Migration and the Globalisation of Health Care

Migration and the Globalisation of Health Care

The Health Worker Exodus?

John Connell

The international migration of health workers has been described by Nelson Mandela as the ‘poaching’ of desperately needed skills from under-privileged regions. This book examines the controversial recent history of skilled migration, and explores the economic and cultural rationale behind this rise of a complex global market in qualified migrants and its multifaceted outcomes.

Chapter 6: Moving Out? Rationales for Migration

John Connell

Subjects: development studies, migration, economics and finance, health policy and economics, public sector economics, geography, human geography, politics and public policy, migration, public policy, social policy and sociology, health policy and economics, migration, urban and regional studies, migration


Underlying most migration moves are substantial differences in development status. In 1978, Mejia observed that ‘the main factor influencing migration, within and outside the health systems of both the donor and the recipient countries, is the international problem of unequal economic and social development’ (1978: 269). That has never changed. While migration takes place in the context of global and regional uneven development, it is usually explained at a local level, and by the migrants themselves, in terms of such proximate factors as low wages or poor working conditions.
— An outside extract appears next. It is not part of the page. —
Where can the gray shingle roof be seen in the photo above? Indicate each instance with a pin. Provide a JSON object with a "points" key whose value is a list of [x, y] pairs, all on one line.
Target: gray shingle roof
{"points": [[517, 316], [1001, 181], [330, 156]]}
Perhaps the earliest study of migrant health workers, conducted in 1972 with 147 Filipino nurses in the USA, found that 101 regarded their salaries in the Philippines as inadequate, over 100 complained about the lack of compensation for shift work, holidays and overtime, poor working conditions and nepotism in employment and promotion (Pablico 1972). Inadequate education, lack of leadership and rapid turnover of nurses accentuated these problems (Choy 2003: 113). Remarkably little has changed since then, whether in the Philippines or elsewhere, in terms of uneven development and the rationale for migration, although migrants have reached new destinations, as labour market and other conditions changed and new social networks were created. Promotion limitations, inadequate management support, heavy workloads, limited access to technology, medicines and other supplies have all been regularly and generally cited as ‘push factors’ and repeatedly documented for 30 years (Mejia et al. 1979; Ojo 1990; Buchan et al. 2004; Bach 2003, 2008; Kingma 2006). Centred on economic circumstances,...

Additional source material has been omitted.